The tank’s armor is a mystery. The tank’s overall shape strongly suggests a T-72 buried under additional armor, particularly on the turret and front hull glacis. The most obvious assumption is that it has the base armor of the T-72 plus a layer of Chinese composite. The latest version of the ZTZ-99 is rumored to have an active protection system, but few details are available.

Hongqi-9 Surface to Air Missile (HQ-9)

The HQ-9 is a surface-to-air missile. In operation since 1997, it replaces the antiquated HQ-2, the Chinese version of the Russian SA-2 Guideline missile.

A long-range, high-altitude missile system, HQ-9 is designed to shoot down cruise missiles, aircraft and theater ballistic missiles. The HQ-9 has a range of 100 kilometers and is carried in groups of four on the back of a transporter-erector-launcher. The HQ-9 missile and radar system is similar to the original U.S. Patriot in being a “track-via-missile”: the missile emits electronic emissions of its own, making it hard for aircraft to detect.

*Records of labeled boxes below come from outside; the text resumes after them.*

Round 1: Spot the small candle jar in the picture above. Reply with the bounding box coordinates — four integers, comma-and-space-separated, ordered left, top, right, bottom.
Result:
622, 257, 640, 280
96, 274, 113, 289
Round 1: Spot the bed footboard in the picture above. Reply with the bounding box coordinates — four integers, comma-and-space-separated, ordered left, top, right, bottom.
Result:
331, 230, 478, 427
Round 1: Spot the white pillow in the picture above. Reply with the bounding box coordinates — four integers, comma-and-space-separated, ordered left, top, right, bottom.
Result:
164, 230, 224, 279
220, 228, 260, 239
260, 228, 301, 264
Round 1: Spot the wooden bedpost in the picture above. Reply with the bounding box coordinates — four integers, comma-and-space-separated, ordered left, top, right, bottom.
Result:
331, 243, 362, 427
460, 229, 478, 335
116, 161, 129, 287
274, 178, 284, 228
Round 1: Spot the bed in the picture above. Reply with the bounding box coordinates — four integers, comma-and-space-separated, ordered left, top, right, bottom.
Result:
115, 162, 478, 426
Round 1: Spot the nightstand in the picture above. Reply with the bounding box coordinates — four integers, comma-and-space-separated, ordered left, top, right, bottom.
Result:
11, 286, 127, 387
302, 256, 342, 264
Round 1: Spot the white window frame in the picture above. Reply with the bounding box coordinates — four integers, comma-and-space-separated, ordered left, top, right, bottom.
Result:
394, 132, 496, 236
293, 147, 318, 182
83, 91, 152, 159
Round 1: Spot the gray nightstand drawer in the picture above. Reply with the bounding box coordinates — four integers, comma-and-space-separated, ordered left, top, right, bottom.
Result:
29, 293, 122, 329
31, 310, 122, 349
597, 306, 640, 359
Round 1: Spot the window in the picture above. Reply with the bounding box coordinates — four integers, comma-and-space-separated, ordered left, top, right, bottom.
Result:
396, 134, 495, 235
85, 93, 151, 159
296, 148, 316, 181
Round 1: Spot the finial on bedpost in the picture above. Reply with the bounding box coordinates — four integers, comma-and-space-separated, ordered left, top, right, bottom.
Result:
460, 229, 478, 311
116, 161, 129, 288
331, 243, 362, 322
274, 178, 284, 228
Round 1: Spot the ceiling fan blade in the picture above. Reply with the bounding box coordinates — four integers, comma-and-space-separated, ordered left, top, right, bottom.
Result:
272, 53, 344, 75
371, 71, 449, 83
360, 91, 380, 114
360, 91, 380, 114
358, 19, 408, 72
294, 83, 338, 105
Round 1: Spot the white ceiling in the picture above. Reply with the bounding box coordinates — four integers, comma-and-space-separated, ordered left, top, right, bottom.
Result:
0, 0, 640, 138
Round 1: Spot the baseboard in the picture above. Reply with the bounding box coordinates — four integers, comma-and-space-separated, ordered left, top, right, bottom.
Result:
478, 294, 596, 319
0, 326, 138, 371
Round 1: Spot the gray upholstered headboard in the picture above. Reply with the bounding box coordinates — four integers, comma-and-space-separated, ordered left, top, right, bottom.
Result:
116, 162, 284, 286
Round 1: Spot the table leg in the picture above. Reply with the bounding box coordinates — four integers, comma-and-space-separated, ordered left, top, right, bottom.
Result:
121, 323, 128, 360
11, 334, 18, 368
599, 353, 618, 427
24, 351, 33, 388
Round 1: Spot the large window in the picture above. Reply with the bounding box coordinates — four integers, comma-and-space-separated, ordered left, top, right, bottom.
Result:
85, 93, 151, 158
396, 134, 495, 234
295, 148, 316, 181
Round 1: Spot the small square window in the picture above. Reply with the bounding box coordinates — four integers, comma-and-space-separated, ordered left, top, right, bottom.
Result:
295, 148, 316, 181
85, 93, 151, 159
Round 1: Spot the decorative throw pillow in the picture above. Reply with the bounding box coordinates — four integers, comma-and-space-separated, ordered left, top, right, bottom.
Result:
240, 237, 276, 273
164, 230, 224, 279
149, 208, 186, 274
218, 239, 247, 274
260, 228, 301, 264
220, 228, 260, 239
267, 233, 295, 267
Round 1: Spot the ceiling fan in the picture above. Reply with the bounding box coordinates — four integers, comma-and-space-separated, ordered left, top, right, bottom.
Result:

The HQ-9’s HT-233 phased array radar system is similar to the Patriot’s radar system and is reportedly capable of tracking and engaging multiple targets. HQ-9 batteries can also be paired with radars designed to seek low-level and stealthy targets.

Turkey recently made a stir by selecting the FD-2000 system, the export version of the HQ-9, for its nationwide long-range surface-to-air missile system. The FD-2000 beat out competitors, such as the American Patriot, European SAMP/T Aster system and the Russian S-300. Key considerations were reportedly a price tag a billion dollars less than Western competitors’ prices and the promise of technology transfer. However, the deal is not sealed and negotiations have hit a snag over technology transfer.